Europe was an exception as low producers’ stocks and high energy costs mitigated the impact of slightly lower ethylene contracts, year-end festivities, and the lifting of several force majeures within the bloc.

The bubble in Turkey burst as December wore on and prices moved below Europe’s spot PVC markets for the first time since August, the weekly average data from ChemOrbis suggested. Aggressive Russian, and Ukrainian sellers coupled with falling Asian offers to Turkey reinforced the downward pressure, not to mention rising volumes from nearby Egypt.

What will Q1 2022 unfold for Turkey PVC markets?

Since the October peak, imported PVC K67 prices have fallen by $355-405/ton (16–17%). Needless to say, prices remain far from pre-pandemic lows, and they may never come back to 2020 levels based on the ongoing logistic hurdles and inflated energy costs across the board.

Nonetheless, players believe that prices still have room to move south in January on the assumption that demand may remain dimmed by the volatile parity. An increased number of origins including Central European, Northeast Asian, and South American continued to add pressure on Turkey moving into the new year.

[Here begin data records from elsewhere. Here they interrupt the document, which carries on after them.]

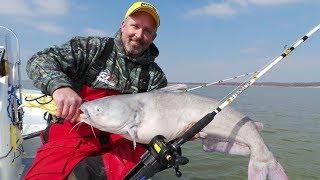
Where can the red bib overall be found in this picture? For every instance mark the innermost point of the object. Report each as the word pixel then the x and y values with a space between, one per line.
pixel 66 146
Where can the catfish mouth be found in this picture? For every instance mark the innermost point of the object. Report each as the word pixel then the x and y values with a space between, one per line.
pixel 86 114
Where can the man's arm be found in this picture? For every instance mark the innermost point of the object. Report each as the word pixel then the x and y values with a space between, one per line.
pixel 158 80
pixel 55 71
pixel 60 66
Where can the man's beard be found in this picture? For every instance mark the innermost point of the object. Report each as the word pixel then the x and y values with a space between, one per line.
pixel 134 50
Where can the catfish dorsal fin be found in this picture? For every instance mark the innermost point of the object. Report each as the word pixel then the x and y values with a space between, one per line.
pixel 175 88
pixel 132 131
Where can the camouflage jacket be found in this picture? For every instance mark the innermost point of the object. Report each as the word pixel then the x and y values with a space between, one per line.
pixel 67 65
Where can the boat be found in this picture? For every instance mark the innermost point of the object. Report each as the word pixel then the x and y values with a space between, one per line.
pixel 19 127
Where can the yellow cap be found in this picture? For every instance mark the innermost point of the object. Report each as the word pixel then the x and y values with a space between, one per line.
pixel 145 7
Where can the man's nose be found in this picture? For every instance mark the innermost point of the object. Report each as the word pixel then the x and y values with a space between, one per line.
pixel 139 33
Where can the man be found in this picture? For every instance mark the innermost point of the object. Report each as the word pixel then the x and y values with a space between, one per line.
pixel 89 68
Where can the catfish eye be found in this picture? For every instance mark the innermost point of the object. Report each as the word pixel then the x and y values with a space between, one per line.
pixel 98 109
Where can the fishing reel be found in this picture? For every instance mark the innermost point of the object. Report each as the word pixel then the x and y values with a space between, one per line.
pixel 167 154
pixel 161 155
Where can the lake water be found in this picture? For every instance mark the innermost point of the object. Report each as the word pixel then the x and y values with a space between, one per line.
pixel 291 121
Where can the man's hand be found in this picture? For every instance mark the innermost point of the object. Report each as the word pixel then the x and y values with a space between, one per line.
pixel 68 103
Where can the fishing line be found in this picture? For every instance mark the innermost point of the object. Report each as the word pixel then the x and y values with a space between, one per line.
pixel 220 81
pixel 209 117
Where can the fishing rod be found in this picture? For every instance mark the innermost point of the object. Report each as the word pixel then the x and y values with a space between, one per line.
pixel 221 81
pixel 163 155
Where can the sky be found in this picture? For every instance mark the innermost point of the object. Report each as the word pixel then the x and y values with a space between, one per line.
pixel 199 40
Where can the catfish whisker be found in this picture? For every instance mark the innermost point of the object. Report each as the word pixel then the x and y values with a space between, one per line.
pixel 78 124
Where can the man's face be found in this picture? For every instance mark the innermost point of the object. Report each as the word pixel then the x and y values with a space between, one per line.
pixel 138 31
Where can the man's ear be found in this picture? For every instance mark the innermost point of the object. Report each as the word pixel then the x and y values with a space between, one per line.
pixel 122 26
pixel 155 35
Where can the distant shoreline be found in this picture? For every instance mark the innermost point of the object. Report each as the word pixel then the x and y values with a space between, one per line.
pixel 260 84
pixel 29 84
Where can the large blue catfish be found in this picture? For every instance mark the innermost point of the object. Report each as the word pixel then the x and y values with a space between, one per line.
pixel 140 117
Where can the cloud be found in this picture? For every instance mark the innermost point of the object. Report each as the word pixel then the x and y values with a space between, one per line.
pixel 221 10
pixel 51 7
pixel 250 50
pixel 230 8
pixel 49 28
pixel 16 8
pixel 272 2
pixel 95 32
pixel 28 12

On the other hand, some players are not ruling out the possibility of pent-up demand ahead of the beginning of the season in March. The Turkish lira rebounded against the USD early in the week following news about the implementation of economic measures by the government, which may help activity to recover in January or February, they say. The USD/lira parity has slumped by more than 70% since 2021 started.

“If parity stabilizes, buyers may return to replace some stocks in H2 January or early February considering the fact that many have been purchasing hand-to-mouth for more than a month,” argued a trader. In the long run, players will track the impact of the Omicron variant on oil prices as well as freight issues closely, as a side note.